3.By using dual-colored InP/ZnS QDs to label two different aptamers (one for thrombin (Thr) and another for adenosine triphosphate (ATP)) (TBA and ABA), respectively, combining with graphene oxide (GO), two “QD-aptamer/GO”-configurated fluorescent sensors (GO/TBA-QD506 and GO/ABA-QD571) were constructed, and developed for pH sensing by utilizing structural tunability of aptamers. By chaning pH, the sensors in the presence of Thr or ATP exhibited reversible “S”-shaped fluorescence titration curves with the sharp transition in the range from pH 6.0-7.5. At pH > 8.0, the QD506 or QD571 showed high fluorescence, while the low fluorescence of both QD506 and QD571 were observed at pH < 6.0. The sensing mechanism relies on long range resonance energy transfer (LrRET). At basic pH, TBA bind with Thr to form G-quadruplex, and ABA bind with ATP to form duplex, releasing TBA-QD506 and ABA-QD571, respectively, from GO and interrupting the LrRET. At acidic pH, the G-quadruplex or duplex is denatured to single strands, re-adsorbing of TBA-QD506 and ABA-QD571 on GO and quenching the QDs emission by LrRET. Furthermore, benefitting from the strong anti-photobleaching properties of QDs, reliable fluorescent switches were demonstrated by utilizing the fluorescent pH-depedence of the sensors.

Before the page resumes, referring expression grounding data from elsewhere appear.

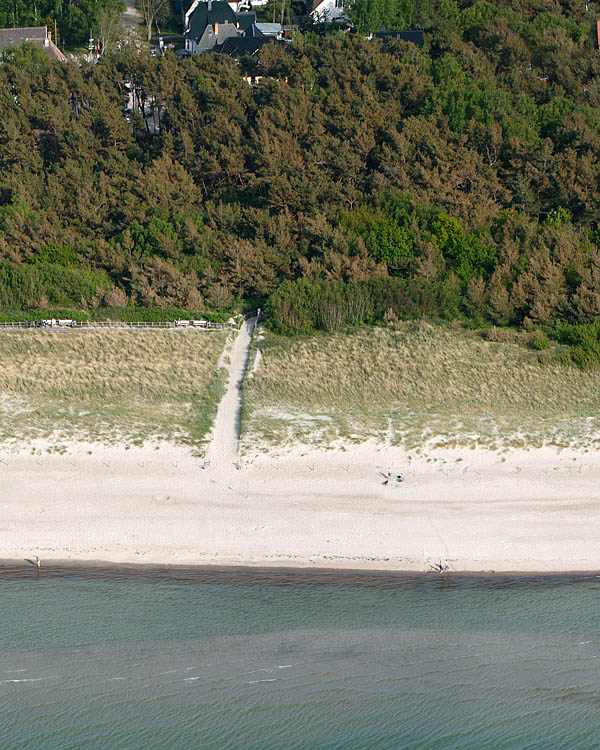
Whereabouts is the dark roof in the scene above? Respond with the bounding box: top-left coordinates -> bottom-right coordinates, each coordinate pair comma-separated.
196,21 -> 238,52
242,23 -> 265,38
0,26 -> 66,60
0,26 -> 47,49
182,0 -> 195,15
217,36 -> 280,56
187,2 -> 236,39
235,11 -> 256,31
34,38 -> 67,61
373,29 -> 425,46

4.The GO/TBA-QD506/ABA-QD571 system was constructed by silmutaneous deposition of TBA-QD506 and ABA-QD571 on GO, and developed to implement logic circuits including half-adder and half-subtractor. A half adder operation was implemented by using ATP and Thr as two inputs. In the initial state, TBA-QD506 and ABA-QD571 were adsorbed onto GO. In the presence of either input, the specific recognition interaction of TBA-Thr or ABA-ATP folded the respective aptamer to G-quadruplex or duplex, releasing TBA-QD506 and ABA-QD571 from GO, respectively. In the presence of two inputs, both of TBA-QD506 and ABA-QD571 were desorbed from GO. The adsorption/desorption of QD-labelled aptamers led to fluorescent response of the system, which fits the characteristics of half adder. The system was readily reconfigured to implement a half subtractor operation by using Thr coexisted with DNA1 (label-free ATP binding aptamer), and ATP coexisted with DNA2 (label-free Thr binding aptamer) as the two inputs. Either TBA-QD506 or ABA-QD571 was desorbed from GO in the presence of either input, owing to the specific TBA-Thr or ABA-ATP recognition interaction, not interfered by the coexisted DNA1 or DNA2. In the presence of both inputs, however, the DNA1-ATP and DNA2-Thr recognition interactions occurred in priority, inhibiting the TBA-Thr and ABA-ATP interactions, and the system remained its initial state. Accordingly, the high fluorescence of either QD506 or QD571 was observed in the presence of either input, while in the presence of none or both of the inputs, the fluorescence of both QD506 and QD571 remained low. This fluorescent response fits the characteristics of half subtractor. Furthermore, repetitious half-adder and half-subtractor arithmetic operations were achieved benefitting from fluorescence stability of the QDs. In addition, the logic system can be used as fluorescent sensors for detection of Thr and ATP. The obtained LDRs for ATP and Thr were 0.1 μM to 30 μM and 0.1 nM to 50 nM, respectively; the LODs for ATP and thrombin were estimated to be 40 nM and 50 pM, respectively.